During the insurrection of the Spanish colonies, the president of Gran-Colombia, the liberator Simón Bolívar, named Francisco Antonio Zea, ambassador in France, to contract youngers and singles European scientists to investigate the available sources of his new formed nation. In 1822 Boussingault with the Peruvian geologist Mariano Rivero were contracted by Zea and they went to Venezuela as a mining engineer on behalf of an English company contracted by Bolivar. In Urao lagoon near Lagunillas, Merida State, Venezuela discovered the mineral Gaylussite. During his stay in America, he observed that goiter was endemic in some areas and not in others, and that this was related to the presence of iodine in the salt of some salt flats. Consequently, on his return to Europe, he proposed the use of this iodized salt to combat goiter, although his proposal was not taken into account.

At Santa Fe de Bogota he was attached to the staff of General Bolivar as colonel and traveled widely in the northern parts of the continent. Between March and December 1831, he attempted to climb seven Andean volcanoes: Puracé, Galeras and Cumbal in Colombia, and Pichincha, Antisana, Cotopaxi and Chimborazo in Ecuador.

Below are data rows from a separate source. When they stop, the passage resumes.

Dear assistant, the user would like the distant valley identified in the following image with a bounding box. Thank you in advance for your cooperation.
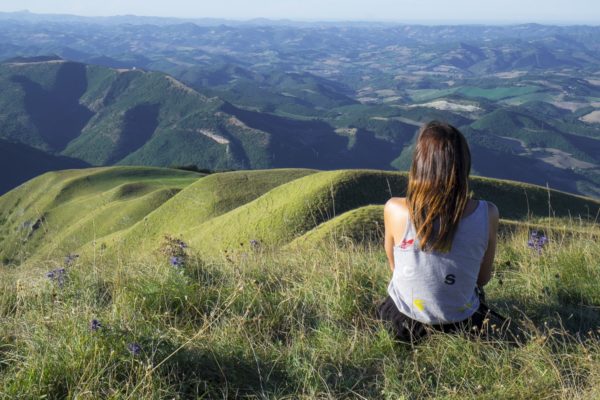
[0,14,600,197]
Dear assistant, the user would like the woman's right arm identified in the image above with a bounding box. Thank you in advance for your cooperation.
[477,201,500,287]
[383,198,396,272]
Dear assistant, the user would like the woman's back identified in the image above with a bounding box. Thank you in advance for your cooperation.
[388,201,489,324]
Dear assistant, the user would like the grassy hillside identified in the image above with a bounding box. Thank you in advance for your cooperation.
[0,205,600,399]
[0,167,202,264]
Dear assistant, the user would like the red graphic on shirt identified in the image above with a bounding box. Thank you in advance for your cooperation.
[400,239,415,249]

In 1831 he climbed to a new highest altitude by a Western explorer on Chimborazo (6.006 m) in the process.

thumb|right|205px|Gaylussite discovered in Lagunillas, Merida State, Venezuela

Returning to France in 1832 he married Adele Le Bel whose family had the concession to the asphalt mines where he had previously worked and it was in this period that he made his greatest discoveries. Later he became professor of chemistry at Lyon, and in 1839 was appointed to the chair of agricultural and analytical chemistry at the Conservatoire des Arts et Metiers in Paris. In 1848 he was elected to the National Assembly representing his adopted Alsace, where he sat as a Moderate republican. Three years later he was dismissed from his professorship on account of his political opinions, but so much resentment at this action was shown by scientific men in general, and especially by his colleagues, who threatened to resign in a body, that he was reinstated. He died in Paris.

His first papers were concerned with agricultural and mining topics, and his sojourn in South America yielded a number of miscellaneous memoirs, on the cause of goitre in the Cordilleras, the gases of volcanoes, earthquakes, tropical rain, &c., which won the commendation of Alexander von Humboldt. From 1836 he devoted himself mainly to agricultural chemistry and animal and vegetable physiology, with occasional excursions into mineral chemistry. His work included papers on the quantity of nitrogen in different foods, the amount of gluten in different wheats, investigations on the question whether plants can assimilate free nitrogen from the atmosphere (which he answered in the negative and propose the basis of what became known as the nitrogen cycle), the respiration of plants, the function of their leaves, the action and value of manures and chemical fertilizers, and other similar subjects.